Single by Feist

from the album The Reminder
- Released: 2008
- Genre: Indie pop; guitar pop;
- Length: 3:39
- Label: Cherrytree; Interscope; Arts & Crafts; Polydor;
- Songwriter: Feist
- Producers: Gonzales; Feist;

Feist singles chronology
| "1234" (2007) | "I Feel It All" (2008) | "Sealion" (2008) |

= I Feel It All =

2008 single by Feist

"I Feel It All" is a song by Canadian indie pop singer-songwriter Feist, released as the third single from her third full-length album, The Reminder (2007), in 2008. The song was acclaimed by music critics and appeared on several music charts, peaking at number 47 on the Canadian Hot 100 and number 22 on the US Billboard Triple A chart. The single-shot music video features Feist igniting many oil drums and fireworks as she runs around a field at night.

==Song information==
The song is amongst the most critically acclaimed from her album. The New Yorker praised its tight instrumental arrangement and Gonzales' subtle production. It was performed live on Jimmy Kimmel Live! on May 15, 2007; the episode was taped on a bus and performed acoustic with a bell set replacing the piano. It was also performed on The Colbert Report on April 28, 2008, and on Late Night with Conan O'Brien on April 30, 2008. It was featured in the 2008 film The Women and in the 2010 film The Last Song. It was also featured on an episode of the MTV series The Hills, in several episodes of the British television sitcom The Inbetweeners, and in an episode of the VH1 celebrity series The Fabulous Life of.... In 2009, a cover version of the song appeared in a television advertisement for Masterfoods in Australia.

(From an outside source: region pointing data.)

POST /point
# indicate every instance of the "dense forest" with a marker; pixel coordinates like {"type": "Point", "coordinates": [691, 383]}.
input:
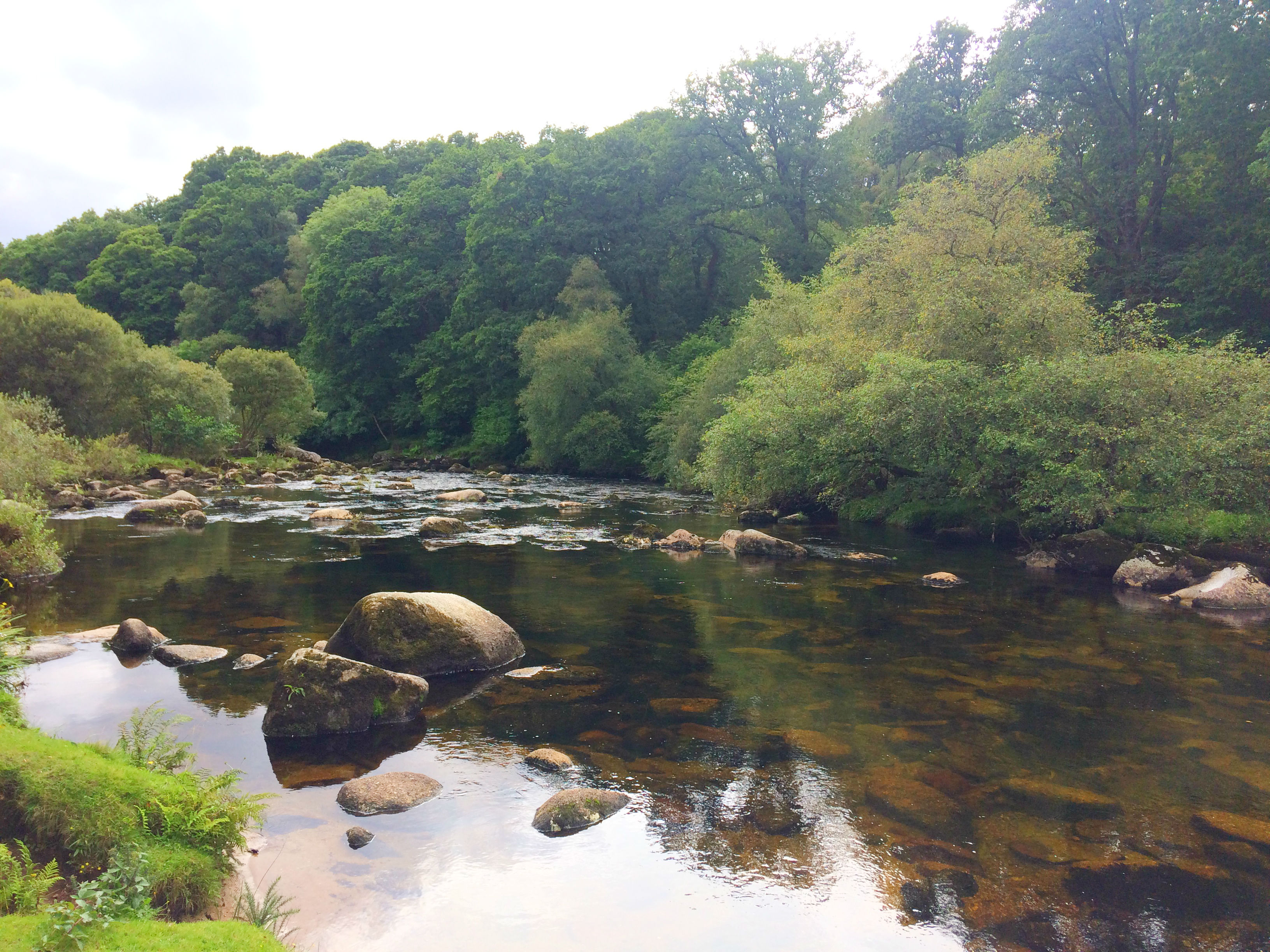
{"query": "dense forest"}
{"type": "Point", "coordinates": [996, 286]}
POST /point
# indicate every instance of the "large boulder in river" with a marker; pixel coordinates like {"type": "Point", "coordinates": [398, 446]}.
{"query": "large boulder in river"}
{"type": "Point", "coordinates": [322, 693]}
{"type": "Point", "coordinates": [134, 638]}
{"type": "Point", "coordinates": [167, 509]}
{"type": "Point", "coordinates": [1093, 553]}
{"type": "Point", "coordinates": [681, 541]}
{"type": "Point", "coordinates": [1232, 587]}
{"type": "Point", "coordinates": [426, 633]}
{"type": "Point", "coordinates": [755, 542]}
{"type": "Point", "coordinates": [386, 793]}
{"type": "Point", "coordinates": [441, 526]}
{"type": "Point", "coordinates": [1161, 569]}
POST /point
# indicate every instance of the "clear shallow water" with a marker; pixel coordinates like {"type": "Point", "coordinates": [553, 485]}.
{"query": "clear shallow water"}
{"type": "Point", "coordinates": [847, 754]}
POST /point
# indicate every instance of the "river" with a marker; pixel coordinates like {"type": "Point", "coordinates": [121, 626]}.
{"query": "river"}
{"type": "Point", "coordinates": [821, 754]}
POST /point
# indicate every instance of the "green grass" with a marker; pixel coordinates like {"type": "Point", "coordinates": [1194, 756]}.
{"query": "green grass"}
{"type": "Point", "coordinates": [82, 800]}
{"type": "Point", "coordinates": [22, 932]}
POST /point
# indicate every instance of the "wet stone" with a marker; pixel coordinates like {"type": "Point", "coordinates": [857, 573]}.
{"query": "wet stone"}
{"type": "Point", "coordinates": [174, 655]}
{"type": "Point", "coordinates": [576, 809]}
{"type": "Point", "coordinates": [548, 760]}
{"type": "Point", "coordinates": [386, 794]}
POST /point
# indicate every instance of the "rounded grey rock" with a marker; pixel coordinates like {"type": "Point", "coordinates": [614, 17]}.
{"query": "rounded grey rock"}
{"type": "Point", "coordinates": [386, 793]}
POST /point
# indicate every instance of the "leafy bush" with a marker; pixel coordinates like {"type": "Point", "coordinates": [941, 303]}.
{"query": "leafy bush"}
{"type": "Point", "coordinates": [181, 431]}
{"type": "Point", "coordinates": [23, 883]}
{"type": "Point", "coordinates": [27, 544]}
{"type": "Point", "coordinates": [120, 894]}
{"type": "Point", "coordinates": [146, 740]}
{"type": "Point", "coordinates": [272, 396]}
{"type": "Point", "coordinates": [587, 381]}
{"type": "Point", "coordinates": [89, 800]}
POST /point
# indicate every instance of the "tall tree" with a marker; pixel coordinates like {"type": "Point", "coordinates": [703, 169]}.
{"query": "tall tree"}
{"type": "Point", "coordinates": [929, 105]}
{"type": "Point", "coordinates": [771, 119]}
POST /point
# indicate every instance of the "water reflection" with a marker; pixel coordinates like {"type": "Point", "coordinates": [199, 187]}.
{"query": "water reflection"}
{"type": "Point", "coordinates": [822, 752]}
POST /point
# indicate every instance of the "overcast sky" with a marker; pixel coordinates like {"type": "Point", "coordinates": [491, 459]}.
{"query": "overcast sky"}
{"type": "Point", "coordinates": [105, 103]}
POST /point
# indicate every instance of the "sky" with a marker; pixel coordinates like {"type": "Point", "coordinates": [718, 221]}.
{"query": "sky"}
{"type": "Point", "coordinates": [109, 102]}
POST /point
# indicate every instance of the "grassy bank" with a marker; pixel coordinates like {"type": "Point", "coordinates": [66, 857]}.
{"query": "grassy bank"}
{"type": "Point", "coordinates": [79, 802]}
{"type": "Point", "coordinates": [23, 932]}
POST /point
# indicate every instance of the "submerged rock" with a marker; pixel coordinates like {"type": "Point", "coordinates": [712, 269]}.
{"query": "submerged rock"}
{"type": "Point", "coordinates": [463, 495]}
{"type": "Point", "coordinates": [134, 636]}
{"type": "Point", "coordinates": [1071, 803]}
{"type": "Point", "coordinates": [1233, 827]}
{"type": "Point", "coordinates": [911, 802]}
{"type": "Point", "coordinates": [577, 809]}
{"type": "Point", "coordinates": [332, 514]}
{"type": "Point", "coordinates": [46, 652]}
{"type": "Point", "coordinates": [1093, 553]}
{"type": "Point", "coordinates": [426, 633]}
{"type": "Point", "coordinates": [165, 509]}
{"type": "Point", "coordinates": [386, 794]}
{"type": "Point", "coordinates": [174, 655]}
{"type": "Point", "coordinates": [681, 541]}
{"type": "Point", "coordinates": [760, 544]}
{"type": "Point", "coordinates": [441, 526]}
{"type": "Point", "coordinates": [1232, 587]}
{"type": "Point", "coordinates": [323, 693]}
{"type": "Point", "coordinates": [549, 760]}
{"type": "Point", "coordinates": [1160, 568]}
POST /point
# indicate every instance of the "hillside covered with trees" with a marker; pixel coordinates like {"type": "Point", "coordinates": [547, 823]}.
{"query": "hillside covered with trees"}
{"type": "Point", "coordinates": [1024, 281]}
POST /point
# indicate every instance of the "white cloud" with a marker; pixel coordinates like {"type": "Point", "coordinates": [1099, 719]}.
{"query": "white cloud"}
{"type": "Point", "coordinates": [109, 102]}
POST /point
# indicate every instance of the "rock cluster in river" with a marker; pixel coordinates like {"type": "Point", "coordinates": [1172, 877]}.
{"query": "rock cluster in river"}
{"type": "Point", "coordinates": [425, 633]}
{"type": "Point", "coordinates": [323, 693]}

Feist is shown playing the song with Broken Social Scene in the 2010 film This Movie Is Broken. It is performed as a duet with bandleader Kevin Drew, and is intertwined with parts of his song "Safety Bricks".

==Music video==
The video begins with Feist dancing in an open field around stacks of oil drums. During the first few moments, Feist hits an oil drum with a stick, causing fireworks to shoot out from them. In turn, all the other drums light up, and firework shoot onto the sky. For most of the rest of the video, Feist is seen dancing all around the lights produced by the fireworks, which no longer need to be hit to spark. Like in her previous video for "1234", the sounds in this video are not muted—the sounds of the fireworks cracking are perfectly audible. The video ends with an outburst of fog and Feist walking into a body of water. Also, like her previous videos, this one was done in one continuous shot. The music video was shot on the property of Perfect North slopes in Lawrenceburg Indiana, and the pyrotechnics were provided by Rozzi's Famous Fireworks. Feist was ultimately removed, via an ambulance, after complaining of a foreign object in her eye, after the last take.

==Track listings==
UK promo CD
1. "I Feel It All" (album version) — 3:39
2. "I Feel It All" (Diplo's Plastic remix) — 3:50
3. "I Feel It All" (Escort remix) — 3:49
4. "I Feel It All" (Britt Daniel remix) — 4:41
5. "I Feel It All" (Gonzales remix) — 4:34

European CD single
1. "I Feel It All" (album version) — 3:39
2. "I Feel It All" (Britt Daniel remix) — 4:41
3. "I Feel It All" (Gonzales remix) — 4:34
4. "I Feel It All" (video) — 3:50

==Charts==

| Chart (2008) | Peak position |
|---|---|
| Canada (Canadian Hot 100) | 47 |
| US Adult Alternative Airplay (Billboard) | 22 |

==Certifications==

| Region | Certification | Certified units/sales |
| Canada (Music Canada) | Gold | 40,000^{‡} |
^{‡} Sales+streaming figures based on certification alone.